Speaking of seasons, Battersea Arts Centre’s Gods, Myths and Legends strand kicks off next month, offering precious second chances to see gypsy jazz opera Orpheus by Little Bulb, Paper Cinema’s Odyssey, and Kate Tempest‘s electric Brand New Ancients. Right at the end of the month, there is also a second chance to see George Brant‘s brilliant monologue Grounded, performed by the extraordinary Lucy Ellinson at the Gate Theatre.

Away from the capital, this week is your last opportunity to catch Ellinson in action at the Drum Theatre in Plymouth, where she is playing the lead role in Chris Goode‘s critically acclaimed Mad Man, an eccentric new version of Gogol’s Diary of a Madman. As for openings, I'm particularly looking forward to Catch 22 at Northern Stage (and then on tour), a new stage version of Joseph Heller’s classic novel directed by Rachel Chavkin of talented American company The TEAM, and to director Blanche McIntyre‘s interpretation of a series of Noel Coward plays in Tonight at 8.30, starting at the Nuffield Theatre in Southampton.

There is still time to see Anya Reiss‘ modern updating of Frank Wedekind‘s controversial play Spring Awakening, which continues to tour with Headlong after receiving a string of positive reviews. Also still touring is the big co-production of The Threepenny Opera, with dates at Birmingham Rep and the West Yorkshire Playhouse next month.

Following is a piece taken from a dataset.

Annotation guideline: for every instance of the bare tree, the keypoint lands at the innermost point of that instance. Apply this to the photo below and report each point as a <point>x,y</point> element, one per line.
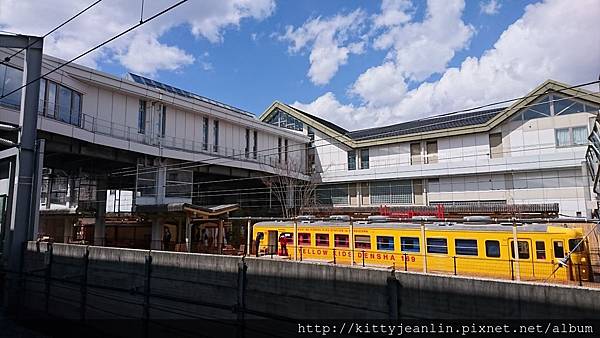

I also suggest a trip to the Royal Exchange’s production of Much Ado About Nothing, whose director Maria Aberg helmed a joyously anarchic As You Like It for the RSC last year.

At the RSC’s Stratford-upon-Avon base, meanwhile, its Roaring Girls season gets started with the Dekker and Middleton comedy that gives the programme its title. At the end of the month it is joined by Arden of Faversham, which is directed by Polly Findlay; the trio will be completed later in the year with John Webster‘s The White Devil, which sees Aberg return to the RSC to direct.

On a smaller scale, there are a number of miniature gems currently on tour around the country. Look out for Gym Party, Made in China’s raucous exploration of competition, and the gloriously bonkers Beating McEnroe, in which Jamie Wood revisits one of the most famous rivalries in tennis history. Finally, Rachel Mars investigates the art of being funny in The Way You Tell Them, while the tender and beautiful Put Your Sweet Hand in Mine by Andy Field and Ira Brand has a single date at Warwick Arts Centre.

What are you looking forward to in April?